When the Dr. said that they needed to induce me, I am totally embarrassed to say that I caved. I think the pain, exhaustion, and the pressure they put on me to be induced was just too overwhelming for me at that point.
In the meantime, my mom had landed and if I remember correctly had also made it to her hotel.
They also said Lee had enough time to run home (which was 45 minutes away) and pack some bags for us... It was going to be a long night.
So I'm at the hospital by myself. Trying to be brave. And trying to get my body to stop shaking from the pain and exhaustion.
Lee gets back... they move me into my own room... and they give me the induction "pill." Right after I took it, I was so disgusted with myself. It was one of the decisions that meant the most to me. I just wanted to cry my head off...
But it wasn't even 10 minutes later that the Dr. came in with some new news. They had just gotten some results back from some tests that they had run earlier. It turned out that my platelet (the things that help your blood to clot... in a healthy way!) count was very low. The new fear was that by the time I actually gave birth, my platelet count would be too low and I would bleed out. Not good. My blood pressure was still dangerously high, so he says we need to do an emergency c-section. As crazy as this sounds, I was thrilled! And terrified. In that moment I just felt like the Lord was so hearing my heart... He knew what I had wanted for my baby. And even though the situation was still scary and dangerous, I felt like the Lord was truly answering my prayer.
So the preparations began. Doctors and nurses everywhere trying to get us ready... My mom and brother were on their way... and we were about to meet our child.
Now, I don't want to scare off any future parents, but nor do I want to sugar coat this. I have never been so uncomfortable in my entire life. Pain from my ribs, the contractions had already started, you have to use a catheter when you have a c-section, the epidural for the surgery, cold rooms.... I had to keep telling myself that it would be worth it. And it SO was.
Finally, I heard Zoe cry at 1:24am on Friday, October 14th. Probably the best sound I have ever heard. She weighed in at a whopping 5 pounds 2 ounces and was 19 inches long. She was perfect. There was nothing wrong with her. And my mom and brother made it just as Lee and a nurse were taking her into another room. Couldn't have planned it better myself.
Before I wrap this up, I need to give a SHOUT OUT to my husband. What an absolutely amazing man he is. He did EVERYTHING. He held my hand, he prayed with me, he helped me get out of bed, he held Zoe through the night so I could sleep, he went and got food... The list is endless. So thankful that the Lord knew I would need Lee Briggs.

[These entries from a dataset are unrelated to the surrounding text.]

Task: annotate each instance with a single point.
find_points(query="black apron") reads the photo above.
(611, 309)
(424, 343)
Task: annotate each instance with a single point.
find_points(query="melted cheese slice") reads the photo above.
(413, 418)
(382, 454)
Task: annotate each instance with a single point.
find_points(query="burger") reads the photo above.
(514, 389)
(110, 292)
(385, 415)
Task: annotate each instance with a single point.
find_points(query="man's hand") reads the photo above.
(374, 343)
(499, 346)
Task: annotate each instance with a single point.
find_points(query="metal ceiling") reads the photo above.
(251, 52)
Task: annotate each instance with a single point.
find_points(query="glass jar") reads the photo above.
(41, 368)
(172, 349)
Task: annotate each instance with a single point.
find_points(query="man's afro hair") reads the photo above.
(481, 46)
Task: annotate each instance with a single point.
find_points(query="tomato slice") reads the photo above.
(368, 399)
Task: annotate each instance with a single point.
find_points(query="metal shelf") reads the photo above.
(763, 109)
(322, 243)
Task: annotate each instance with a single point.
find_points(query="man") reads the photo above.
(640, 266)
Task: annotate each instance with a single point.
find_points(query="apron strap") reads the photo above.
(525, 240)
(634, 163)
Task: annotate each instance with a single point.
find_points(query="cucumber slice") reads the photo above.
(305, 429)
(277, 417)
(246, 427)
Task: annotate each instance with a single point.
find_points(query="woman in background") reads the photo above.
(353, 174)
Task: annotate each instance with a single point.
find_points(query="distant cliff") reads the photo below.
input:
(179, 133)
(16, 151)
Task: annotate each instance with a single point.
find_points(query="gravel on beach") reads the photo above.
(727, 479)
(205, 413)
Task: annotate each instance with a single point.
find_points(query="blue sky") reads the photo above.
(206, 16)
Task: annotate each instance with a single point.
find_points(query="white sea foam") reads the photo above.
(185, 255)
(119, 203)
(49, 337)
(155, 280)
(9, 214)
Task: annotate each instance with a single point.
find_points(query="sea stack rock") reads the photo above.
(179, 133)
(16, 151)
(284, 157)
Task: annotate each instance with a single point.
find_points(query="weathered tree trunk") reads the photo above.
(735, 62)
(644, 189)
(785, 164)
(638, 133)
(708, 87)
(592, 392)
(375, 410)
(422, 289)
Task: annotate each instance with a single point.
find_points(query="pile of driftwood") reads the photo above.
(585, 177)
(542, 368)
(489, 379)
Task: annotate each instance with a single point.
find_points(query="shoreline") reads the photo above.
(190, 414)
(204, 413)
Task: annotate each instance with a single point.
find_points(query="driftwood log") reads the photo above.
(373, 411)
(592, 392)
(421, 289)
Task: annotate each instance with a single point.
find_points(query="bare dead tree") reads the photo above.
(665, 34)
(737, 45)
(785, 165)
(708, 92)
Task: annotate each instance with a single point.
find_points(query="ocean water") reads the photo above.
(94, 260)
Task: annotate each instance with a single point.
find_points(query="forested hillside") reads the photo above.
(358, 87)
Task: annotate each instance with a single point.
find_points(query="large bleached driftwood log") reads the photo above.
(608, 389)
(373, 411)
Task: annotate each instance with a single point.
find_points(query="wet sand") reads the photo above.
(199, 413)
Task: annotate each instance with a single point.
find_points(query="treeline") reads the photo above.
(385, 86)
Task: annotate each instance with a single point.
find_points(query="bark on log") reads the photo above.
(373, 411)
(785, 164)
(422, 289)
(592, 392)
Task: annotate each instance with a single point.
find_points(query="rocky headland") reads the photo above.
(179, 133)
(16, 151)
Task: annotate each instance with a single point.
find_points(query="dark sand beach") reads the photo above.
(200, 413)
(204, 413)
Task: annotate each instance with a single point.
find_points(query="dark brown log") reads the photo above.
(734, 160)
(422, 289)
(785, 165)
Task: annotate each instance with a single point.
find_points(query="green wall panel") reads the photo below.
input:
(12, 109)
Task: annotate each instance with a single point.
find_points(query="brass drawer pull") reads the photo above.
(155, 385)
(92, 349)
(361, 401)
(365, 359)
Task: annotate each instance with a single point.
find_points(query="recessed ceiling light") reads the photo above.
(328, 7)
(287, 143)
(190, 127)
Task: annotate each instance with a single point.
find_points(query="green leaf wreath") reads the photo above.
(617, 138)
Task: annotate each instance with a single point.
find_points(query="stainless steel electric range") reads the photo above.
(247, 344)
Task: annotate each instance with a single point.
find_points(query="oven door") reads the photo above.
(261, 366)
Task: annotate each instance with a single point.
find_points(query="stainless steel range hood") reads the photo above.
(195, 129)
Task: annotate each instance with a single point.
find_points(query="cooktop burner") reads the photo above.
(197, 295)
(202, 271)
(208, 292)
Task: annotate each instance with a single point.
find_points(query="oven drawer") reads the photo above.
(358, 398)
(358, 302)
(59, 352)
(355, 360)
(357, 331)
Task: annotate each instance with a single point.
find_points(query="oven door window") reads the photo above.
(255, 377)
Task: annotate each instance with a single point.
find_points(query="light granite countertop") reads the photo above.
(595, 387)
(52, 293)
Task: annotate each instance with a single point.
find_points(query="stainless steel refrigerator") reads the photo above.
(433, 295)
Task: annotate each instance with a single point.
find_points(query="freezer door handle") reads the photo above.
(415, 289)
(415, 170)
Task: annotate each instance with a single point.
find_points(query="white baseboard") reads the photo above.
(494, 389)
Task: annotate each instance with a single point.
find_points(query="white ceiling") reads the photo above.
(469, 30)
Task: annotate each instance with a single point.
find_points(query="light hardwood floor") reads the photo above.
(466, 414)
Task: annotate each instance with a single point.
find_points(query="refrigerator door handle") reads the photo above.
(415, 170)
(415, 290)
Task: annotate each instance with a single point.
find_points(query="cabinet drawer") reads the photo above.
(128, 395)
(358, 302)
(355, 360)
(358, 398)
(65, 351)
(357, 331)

And we are so very thankful for our Zoe. God is so good and is completely sovereign. Praise Him.

i love your birth story. delivery never goes how WE plan it, but God is always in control! i planned on a water birth for both my babies but it didn't work out either time.
ReplyDeleteand wow, zoe was gorgeous from the moment she was born!
Jessica! It is so true. I rarely hear of a birth going exactly according to plan... God knows. XO!